Several years ago I enjoyed a fantasy in which English Literature disappeared from school curricula and was replaced by something much more inclusive. When I saw some of the suggestions in the English Orders (I’m talking about 2000?), I could see the possibilities of different kinds of work, investigating genre fictions across media. I thought it might be fun to study Edgar Allan Poe and Wilkie Collins as authors and explore both their influence on crime fiction and the adaptations of their work in films and on the stage.

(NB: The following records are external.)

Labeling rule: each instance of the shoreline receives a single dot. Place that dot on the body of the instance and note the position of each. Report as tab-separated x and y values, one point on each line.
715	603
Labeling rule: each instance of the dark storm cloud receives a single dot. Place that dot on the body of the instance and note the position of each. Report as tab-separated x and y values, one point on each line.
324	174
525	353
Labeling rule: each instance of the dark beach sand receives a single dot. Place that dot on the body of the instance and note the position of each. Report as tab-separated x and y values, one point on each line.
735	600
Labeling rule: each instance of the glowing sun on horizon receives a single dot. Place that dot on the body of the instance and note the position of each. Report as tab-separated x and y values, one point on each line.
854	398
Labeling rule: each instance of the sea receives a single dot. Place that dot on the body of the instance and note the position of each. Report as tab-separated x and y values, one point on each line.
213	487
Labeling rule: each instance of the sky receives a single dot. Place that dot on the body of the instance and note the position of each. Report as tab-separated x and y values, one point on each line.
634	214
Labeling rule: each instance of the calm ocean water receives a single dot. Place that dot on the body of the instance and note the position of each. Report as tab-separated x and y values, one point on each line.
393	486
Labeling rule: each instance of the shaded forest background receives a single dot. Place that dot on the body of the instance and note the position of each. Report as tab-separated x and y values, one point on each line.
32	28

Fat chance, eh? The thought police seem to be on the prowl again, attempting to restrict what KS4 students read. If Film and Media students can study Pirates of the Caribbean and sitcoms, why can’t literature students study crime fiction or science fiction? John Mullan has recently had a couple of interesting Guardian pieces exploring Ian Rankin’s Fleshmarket Close as part of the Guardian’s Book Club. It’s OK to do things like this at degree or postgraduate level — why not at 14 or 17?

Studying genres in literature would enable students to learn more about narrative structure, about typing and about social context. (I think I’ve learned a lot about different milieu from reading crime fiction.) I suspect that the range of reading students do at school is narrower than it needs to be.

The other great advantage of genre fiction is that it can be universal. I’ve enjoyed crime novels written in many languages. Having read most of the wonderful Henning Mankel novels from Sweden, I enjoyed the Norwegian writer Jo Nesbo’s The Devil’s Star this summer. A good translator allows access for readers of popular cultures across the world and I think I could argue that this is as important as introducing students to foreign language cinema. And why stop at crime? A good dose of vintage 1950s P.K. Dick would be good for most students.

3 responses to “Watching the detectives

  1. I agree that Lit. students should be able to do genre texts (long ago there was an AEB (666?) Eng Lit spec that allowed students to do anything of their choice for coursework (it was great). From a Media Studies perspective I’d like to do more reading books with students; but there’s the expense of books and also an implicit sense that books are part of the subject.English’s suffering, however, protects Media a little. The traditionalists can be assured that ‘real’ subjects are constrained by the high culture prejudice and so not worry (too much) about the popular culture we study.

  2. Error in previous comment, 2nd para should read:From a Media Studies perspective I’d like to do more reading books with students; but there’s the expense of books and also an implicit sense that books are NOT part of the subject.D’oh!

  3. For GCSE (old NEAB specification A, I think) coursework, I used to teach building suspense and ceating atmosphere in a horror film, followed by an assignment along similar lines on the opening of Hamlet (considering performance too), followed by another on suspense in Dahl’s The Landlady and Stevenson’s The Body-Snatcher. The students then had to write the opening of a horror story (afer reading some Dickens, Susan Hill and the board-unapproved Poe – can you imagine an examination board that doesn’t approve of studying Poe? Say AQA quickly.). The only flaw was that we taught All My Sons for the 20th century play. The kida thoroughly enjoyed it and there was clear evidence of transference of skills across the assignments.